CSAM, several countries are against the bill dubbed Chat Control 2.0

As we explained in the article cited previously, the law sees the Swedish as its main promoter Ylva Johanssonis nicknamed by her detractors Chat Control 2.0. Precisely because it would extend the obligation to examine the message contents conveyed to or from European users.

As presented, Chat Control 2.0 puts the possibility of doing so in the hands of the European Authorities monitor communications of citizens with the help of artificial intelligence to search for suspicious material, without the need for a court order.
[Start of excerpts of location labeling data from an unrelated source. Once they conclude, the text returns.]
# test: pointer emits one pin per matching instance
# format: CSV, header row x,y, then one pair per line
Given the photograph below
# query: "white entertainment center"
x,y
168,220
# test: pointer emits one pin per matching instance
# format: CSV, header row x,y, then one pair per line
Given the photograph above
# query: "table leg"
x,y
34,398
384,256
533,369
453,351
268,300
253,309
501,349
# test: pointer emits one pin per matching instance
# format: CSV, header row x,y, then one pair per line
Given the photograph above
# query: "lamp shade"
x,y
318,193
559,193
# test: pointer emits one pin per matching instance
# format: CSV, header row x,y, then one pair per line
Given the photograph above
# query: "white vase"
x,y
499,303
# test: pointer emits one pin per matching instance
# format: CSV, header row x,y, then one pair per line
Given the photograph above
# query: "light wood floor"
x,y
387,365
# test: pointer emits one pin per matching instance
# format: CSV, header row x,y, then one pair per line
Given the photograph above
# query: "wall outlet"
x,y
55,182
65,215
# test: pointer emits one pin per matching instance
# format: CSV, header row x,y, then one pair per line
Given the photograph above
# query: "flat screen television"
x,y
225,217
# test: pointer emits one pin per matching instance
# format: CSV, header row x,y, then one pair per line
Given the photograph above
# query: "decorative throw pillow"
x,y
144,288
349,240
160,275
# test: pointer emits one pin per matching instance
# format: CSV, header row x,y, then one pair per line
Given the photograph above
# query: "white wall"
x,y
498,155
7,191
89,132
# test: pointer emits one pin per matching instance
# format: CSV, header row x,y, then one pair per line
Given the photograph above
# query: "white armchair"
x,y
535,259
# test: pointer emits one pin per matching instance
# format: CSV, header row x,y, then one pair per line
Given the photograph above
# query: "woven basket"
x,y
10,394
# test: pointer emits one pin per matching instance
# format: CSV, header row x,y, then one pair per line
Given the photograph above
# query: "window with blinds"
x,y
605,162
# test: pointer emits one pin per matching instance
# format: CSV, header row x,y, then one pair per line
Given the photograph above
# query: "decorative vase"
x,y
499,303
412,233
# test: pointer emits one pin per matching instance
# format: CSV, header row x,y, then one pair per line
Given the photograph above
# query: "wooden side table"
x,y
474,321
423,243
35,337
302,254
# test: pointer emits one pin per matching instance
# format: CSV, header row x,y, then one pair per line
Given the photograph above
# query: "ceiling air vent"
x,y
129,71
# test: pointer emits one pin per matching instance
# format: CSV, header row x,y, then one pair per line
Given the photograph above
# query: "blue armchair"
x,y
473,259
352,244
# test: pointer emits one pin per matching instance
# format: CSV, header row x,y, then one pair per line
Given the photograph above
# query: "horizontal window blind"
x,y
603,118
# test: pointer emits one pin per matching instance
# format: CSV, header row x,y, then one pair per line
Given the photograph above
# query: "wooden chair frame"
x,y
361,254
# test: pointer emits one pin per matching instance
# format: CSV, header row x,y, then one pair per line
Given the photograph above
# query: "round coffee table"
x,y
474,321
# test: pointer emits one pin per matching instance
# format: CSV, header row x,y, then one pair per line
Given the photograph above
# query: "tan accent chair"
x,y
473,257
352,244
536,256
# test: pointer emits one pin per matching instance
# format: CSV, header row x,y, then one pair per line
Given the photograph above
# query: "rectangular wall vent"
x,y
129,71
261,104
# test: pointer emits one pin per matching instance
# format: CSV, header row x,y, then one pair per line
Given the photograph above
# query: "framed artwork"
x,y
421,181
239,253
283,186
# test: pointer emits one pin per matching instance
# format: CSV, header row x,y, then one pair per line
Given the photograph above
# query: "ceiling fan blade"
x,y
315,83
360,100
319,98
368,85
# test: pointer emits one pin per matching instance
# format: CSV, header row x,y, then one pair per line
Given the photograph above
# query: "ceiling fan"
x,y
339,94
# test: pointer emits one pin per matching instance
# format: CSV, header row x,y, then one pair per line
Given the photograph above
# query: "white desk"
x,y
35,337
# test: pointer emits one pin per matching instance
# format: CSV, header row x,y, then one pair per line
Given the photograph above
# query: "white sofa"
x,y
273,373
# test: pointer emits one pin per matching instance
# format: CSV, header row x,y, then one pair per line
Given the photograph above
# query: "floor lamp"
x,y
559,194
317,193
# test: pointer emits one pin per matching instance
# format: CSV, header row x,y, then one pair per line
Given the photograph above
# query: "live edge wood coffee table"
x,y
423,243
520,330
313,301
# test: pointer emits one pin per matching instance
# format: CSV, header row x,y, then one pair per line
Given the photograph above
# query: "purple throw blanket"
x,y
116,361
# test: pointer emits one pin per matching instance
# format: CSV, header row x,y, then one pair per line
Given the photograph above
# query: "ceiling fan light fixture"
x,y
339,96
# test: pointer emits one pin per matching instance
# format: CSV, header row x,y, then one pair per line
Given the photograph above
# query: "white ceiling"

The result is that the crittografia end-to-end it would automatically be violated because a third party has the right to read other people’s messages and have them examined by appointed officials.

Finland gets in the way of Germany, Austria and Estonia

In recent days, Finnish parliamentarians have praised the idea behind the bill on combating CSAM materials but, at the same time, expressed a negative opinion regarding the current proposal, noting that end-to-end encryption cannot and must not be weakened. In fact, it is unacceptable to “deterioration in the level of data security and cybersecurity of communications and communications services“.

Finland also believes that the European proposal cannot be supported in a form that opens the door to mass surveillance activities. The monitoring of communications should in fact be carried out only on specific objectives and not extended to the entire audience of citizens of entire nations.

It must be said that Johansson’s proposal will pass if it does not collect the negative opinion of countries that, overall, represent at least 35% of citizens residing within the borders of the European Union. As the article published in June 2023 by the Stanford Law Schoola oppose Chat Control 2.0 there are – in addition to Finland – also Germany, Austria and Estonia. The most convinced supporters appear to be Spain, Hungary, Slovenia, Croatia, Cyprus and Lithuania.

Europe’s position on CSAM and Chat Control 2.0

L’Europe instead expressed considerable doubts on a technical level (potentially inadequate AI-based scanning), on the need to avoid such an extensive scanning obligation (“it would represent a generalized control over all encrypted correspondence sent across the network“), on the impacts in terms of violation of privacy for individual citizens, on the consequences for the police bodies which would be overwhelmed by an enormous volume of reports (including one “considerable amount of false positives”).